CVE-2026-55948: Update Excel to Stop Malicious Workbook RCE

CVE-2026-55948 is a high-severity Microsoft Excel vulnerability that can let an attacker run arbitrary code after a user opens a malicious workbook. Microsoft published the flaw on July 14, 2026, with a CVSS 3.1 score of 7.8 and the vector AV:L/AC:L/PR:N/UI:R/S:U/C:H/I:H/A:H.
The apparent contradiction between “Remote Code Execution” in Microsoft’s title and AV:L, or Local Attack Vector, is a matter of terminology rather than conflicting technical assessments. As Microsoft explains in its Security Update Guide, remote describes the attacker’s position, while CVSS Attack Vector describes how exploitation reaches the vulnerable Excel component.
In practical terms, the attacker may send the workbook remotely through email, Microsoft Teams, a website, cloud storage, or another delivery channel. The vulnerability is triggered locally when Excel processes that file on the victim’s computer.

Cyberattack diagram showing a malicious Excel file exploiting a memory use-after-free vulnerability.Remote Delivery Does Not Make the Parser Network-Facing​

CVE-2026-55948 is a use-after-free vulnerability, classified as CWE-416. Microsoft’s CVE description says the memory-safety error in Microsoft Office Excel allows an unauthorized attacker to execute code locally.
That wording reflects the CVSS model. Excel’s vulnerable file-processing component is not exposed as a network service that an attacker can directly address with specially crafted packets. Instead, the malicious content must reach Excel and be processed on the target machine.
The distinction becomes clearer by comparing two hypothetical attacks. A flaw in a server listening on a TCP port may receive attacker-controlled data directly across the internet, qualifying for AV:N. A malicious Excel workbook can also arrive across the internet, but the final exploitation step occurs inside the locally running Excel process after the user opens or otherwise processes the document.
The official CVSS 3.1 specification maintained by FIRST explicitly allows this interpretation. A vulnerability is scored AV:L when exploitation depends on local read, write, or execution capabilities, including cases where an attacker uses social engineering to persuade another person to open a malicious document.
FIRST’s CVSS examples go further: a document-parsing vulnerability that does not inherently require a network is generally scored Local regardless of whether the malicious document was distributed through a website, email, or removable drive. The delivery mechanism and the vulnerable component’s attack surface are related, but they are not the same metric.
That makes local execution the technical trigger, not necessarily the attacker’s physical location. The attacker does not have to sit at the keyboard or already hold an interactive account on the Windows PC.

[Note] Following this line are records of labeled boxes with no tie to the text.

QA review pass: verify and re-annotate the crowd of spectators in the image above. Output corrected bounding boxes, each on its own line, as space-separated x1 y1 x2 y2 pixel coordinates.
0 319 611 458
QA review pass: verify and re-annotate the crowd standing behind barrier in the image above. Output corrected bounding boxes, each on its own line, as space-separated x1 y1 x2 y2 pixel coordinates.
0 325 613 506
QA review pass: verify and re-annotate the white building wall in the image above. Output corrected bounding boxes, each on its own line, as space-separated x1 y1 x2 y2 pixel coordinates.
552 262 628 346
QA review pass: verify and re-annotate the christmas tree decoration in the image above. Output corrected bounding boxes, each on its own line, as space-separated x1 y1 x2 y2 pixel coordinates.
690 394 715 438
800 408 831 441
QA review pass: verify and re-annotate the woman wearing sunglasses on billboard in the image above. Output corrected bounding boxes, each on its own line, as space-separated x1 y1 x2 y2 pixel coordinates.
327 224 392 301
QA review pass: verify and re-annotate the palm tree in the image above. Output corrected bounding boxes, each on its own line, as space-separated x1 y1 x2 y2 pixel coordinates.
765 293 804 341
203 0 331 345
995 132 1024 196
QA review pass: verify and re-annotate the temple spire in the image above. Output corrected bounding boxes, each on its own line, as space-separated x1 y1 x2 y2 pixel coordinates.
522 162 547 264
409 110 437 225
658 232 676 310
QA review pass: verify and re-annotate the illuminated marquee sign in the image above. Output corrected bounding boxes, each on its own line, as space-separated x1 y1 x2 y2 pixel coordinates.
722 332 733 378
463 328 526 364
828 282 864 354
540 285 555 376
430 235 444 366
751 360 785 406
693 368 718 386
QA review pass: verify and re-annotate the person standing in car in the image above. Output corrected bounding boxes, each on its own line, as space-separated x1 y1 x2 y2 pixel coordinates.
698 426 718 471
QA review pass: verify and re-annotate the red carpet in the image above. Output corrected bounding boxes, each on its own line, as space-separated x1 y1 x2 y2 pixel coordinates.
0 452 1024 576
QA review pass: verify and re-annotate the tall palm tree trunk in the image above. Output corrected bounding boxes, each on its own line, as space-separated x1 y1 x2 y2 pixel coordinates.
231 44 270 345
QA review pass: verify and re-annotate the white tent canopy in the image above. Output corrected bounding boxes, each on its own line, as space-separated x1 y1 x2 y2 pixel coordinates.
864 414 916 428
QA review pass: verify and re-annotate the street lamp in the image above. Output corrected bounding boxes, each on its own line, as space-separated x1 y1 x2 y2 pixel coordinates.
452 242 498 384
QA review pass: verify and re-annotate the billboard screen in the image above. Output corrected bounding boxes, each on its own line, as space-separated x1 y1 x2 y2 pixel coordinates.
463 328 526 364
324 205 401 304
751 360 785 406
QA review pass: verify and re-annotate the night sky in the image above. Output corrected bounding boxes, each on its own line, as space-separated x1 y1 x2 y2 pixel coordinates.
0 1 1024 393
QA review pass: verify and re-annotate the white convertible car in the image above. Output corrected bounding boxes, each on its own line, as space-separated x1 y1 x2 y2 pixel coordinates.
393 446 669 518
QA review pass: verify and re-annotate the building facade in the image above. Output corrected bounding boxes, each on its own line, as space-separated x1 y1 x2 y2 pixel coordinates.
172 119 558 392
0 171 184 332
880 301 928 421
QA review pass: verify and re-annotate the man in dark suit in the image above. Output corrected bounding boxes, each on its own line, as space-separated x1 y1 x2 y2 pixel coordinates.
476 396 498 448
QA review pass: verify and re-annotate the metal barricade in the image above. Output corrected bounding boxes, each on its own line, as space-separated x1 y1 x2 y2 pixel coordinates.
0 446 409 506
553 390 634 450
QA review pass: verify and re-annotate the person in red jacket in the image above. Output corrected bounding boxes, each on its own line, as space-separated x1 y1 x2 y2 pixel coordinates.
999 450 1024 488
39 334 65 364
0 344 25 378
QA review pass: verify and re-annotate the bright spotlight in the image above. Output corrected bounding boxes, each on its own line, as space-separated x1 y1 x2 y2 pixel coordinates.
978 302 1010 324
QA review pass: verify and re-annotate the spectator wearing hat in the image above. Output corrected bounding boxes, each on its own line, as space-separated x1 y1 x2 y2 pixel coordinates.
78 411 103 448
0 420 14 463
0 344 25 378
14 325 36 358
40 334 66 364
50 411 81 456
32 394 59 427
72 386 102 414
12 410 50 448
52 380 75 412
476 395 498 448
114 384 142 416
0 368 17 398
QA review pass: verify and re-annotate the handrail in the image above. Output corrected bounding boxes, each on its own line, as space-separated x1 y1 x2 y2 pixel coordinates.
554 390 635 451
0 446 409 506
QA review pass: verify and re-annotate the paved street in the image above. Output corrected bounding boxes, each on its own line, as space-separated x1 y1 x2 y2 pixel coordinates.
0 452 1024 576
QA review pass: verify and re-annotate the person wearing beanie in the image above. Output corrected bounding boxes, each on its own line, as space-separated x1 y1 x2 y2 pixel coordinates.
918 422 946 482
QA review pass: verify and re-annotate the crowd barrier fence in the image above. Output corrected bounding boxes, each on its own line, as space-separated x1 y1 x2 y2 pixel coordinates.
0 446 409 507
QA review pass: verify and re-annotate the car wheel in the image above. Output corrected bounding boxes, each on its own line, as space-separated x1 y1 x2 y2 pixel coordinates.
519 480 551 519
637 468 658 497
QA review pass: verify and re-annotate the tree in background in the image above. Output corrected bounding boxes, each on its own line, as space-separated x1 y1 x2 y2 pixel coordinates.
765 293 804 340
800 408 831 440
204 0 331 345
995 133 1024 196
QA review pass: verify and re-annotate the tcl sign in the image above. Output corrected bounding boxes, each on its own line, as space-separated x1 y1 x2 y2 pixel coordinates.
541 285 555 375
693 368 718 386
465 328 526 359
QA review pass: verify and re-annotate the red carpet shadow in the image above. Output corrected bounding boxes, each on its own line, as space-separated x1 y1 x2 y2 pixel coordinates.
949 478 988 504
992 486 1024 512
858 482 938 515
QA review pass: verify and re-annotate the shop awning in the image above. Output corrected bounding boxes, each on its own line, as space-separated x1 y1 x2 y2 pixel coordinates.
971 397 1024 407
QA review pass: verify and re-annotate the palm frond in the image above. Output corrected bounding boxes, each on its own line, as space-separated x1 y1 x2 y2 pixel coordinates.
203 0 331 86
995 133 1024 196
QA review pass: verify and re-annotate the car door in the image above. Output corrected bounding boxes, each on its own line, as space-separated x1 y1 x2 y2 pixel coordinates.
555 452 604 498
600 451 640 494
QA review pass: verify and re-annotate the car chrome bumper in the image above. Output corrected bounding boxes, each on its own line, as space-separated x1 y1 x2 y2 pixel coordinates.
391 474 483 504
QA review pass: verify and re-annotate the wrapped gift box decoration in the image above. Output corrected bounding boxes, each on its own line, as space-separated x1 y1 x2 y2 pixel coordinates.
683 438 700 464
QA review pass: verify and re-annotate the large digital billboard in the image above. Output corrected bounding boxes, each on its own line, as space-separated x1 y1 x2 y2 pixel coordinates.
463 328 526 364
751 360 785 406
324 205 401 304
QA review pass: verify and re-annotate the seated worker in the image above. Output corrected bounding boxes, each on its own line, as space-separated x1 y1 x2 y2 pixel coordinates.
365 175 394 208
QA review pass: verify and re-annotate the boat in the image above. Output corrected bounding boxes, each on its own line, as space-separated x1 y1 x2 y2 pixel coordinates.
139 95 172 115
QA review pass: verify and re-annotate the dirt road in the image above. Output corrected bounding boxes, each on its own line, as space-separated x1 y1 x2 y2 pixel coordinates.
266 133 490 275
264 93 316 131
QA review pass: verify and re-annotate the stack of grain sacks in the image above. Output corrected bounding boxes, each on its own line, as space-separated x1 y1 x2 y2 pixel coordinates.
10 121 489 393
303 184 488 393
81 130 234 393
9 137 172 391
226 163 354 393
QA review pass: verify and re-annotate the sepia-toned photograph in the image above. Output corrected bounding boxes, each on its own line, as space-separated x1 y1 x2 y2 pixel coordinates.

Why Microsoft Still Calls It Remote Code Execution​

Microsoft commonly uses “Remote Code Execution” as an impact category for vulnerabilities that allow an external attacker to cause attacker-chosen code to run on another person’s machine. In document-based attacks, the adversary prepares and delivers the malicious file remotely, while the victim supplies the required local action.
Microsoft acknowledges that this class of issue is also described as Arbitrary Code Execution, or ACE. That term avoids implying that Excel itself can be attacked directly over the network, but Microsoft’s established security taxonomy continues to place many malicious-document flaws under the broader RCE heading.
The complete CVSS vector explains the attack more precisely than the title:
  • AV:L means exploitation takes place through a local processing path rather than a network-facing protocol.
  • AC:L means Microsoft does not identify unusual conditions or a complex race that must be satisfied.
  • PR:N means the attacker does not need an existing account or privileges on the target system.
  • UI:R means successful exploitation requires action by a user.
  • S:U means the security scope remains unchanged.
  • C:H/I:H/A:H means successful exploitation could have a high impact on confidentiality, integrity, and availability.
The UI:R value is especially important. CVE-2026-55948 is not described as a no-click compromise of any internet-connected Excel installation. A victim must interact with attacker-controlled content, most plausibly by opening a crafted workbook.
Once triggered, however, the result is code execution in the victim’s security context. If the user has access to sensitive files, mapped network drives, SharePoint libraries, OneDrive folders, or business applications, malicious code running under that identity may inherit much of the same access.
The lack of required attacker privileges should not be confused with the privileges obtained after exploitation. PR:N describes what the attacker needs before launching the attack, not whether the resulting code automatically receives administrator rights. Standard-user deployments can therefore reduce the blast radius, although they do not prevent compromise of the user’s data and accessible resources.

Excel 2016, Microsoft 365, LTSC, Mac, and Office Online Are Affected​

Microsoft’s published product data covers a broad range of supported Office deployments. Affected products include Microsoft 365 Apps for Enterprise, Excel 2016, Office 2019, Office LTSC 2021, Office LTSC 2024, Office 365 for Mac, Office LTSC for Mac 2021 and 2024, and Office Online Server.
For installations with explicit version thresholds, the CVE record identifies these corrected levels:
  • Microsoft Excel 2016 installations should be updated to version 16.0.5561.1001 or later.
  • Microsoft Office for Mac installations should reach version 16.111.26071215 or later.
  • Office Online Server should reach version 16.0.10417.20175 or later.
Microsoft 365 Apps and several perpetual Office editions use servicing-channel-specific releases rather than one universal fixed build in the CVE record. Administrators should use Microsoft’s Office security release information and their normal Microsoft 365 Apps update controls to verify that the July 14, 2026 security release has reached each channel.
Office Online Server deserves separate attention because it is centrally administered and may not follow the same update workflow as desktop Office. Organizations operating it should verify the installed build rather than assuming that Windows Update or Microsoft 365 Apps servicing covered the server.
The National Vulnerability Database listed CVE-2026-55948 as awaiting NVD enrichment on July 14. Its published score and vector came from Microsoft, the assigning CVE Numbering Authority. CISA’s initial SSVC data recorded no known exploitation at publication time, but that is a point-in-time observation rather than evidence that malicious workbooks will remain theoretical.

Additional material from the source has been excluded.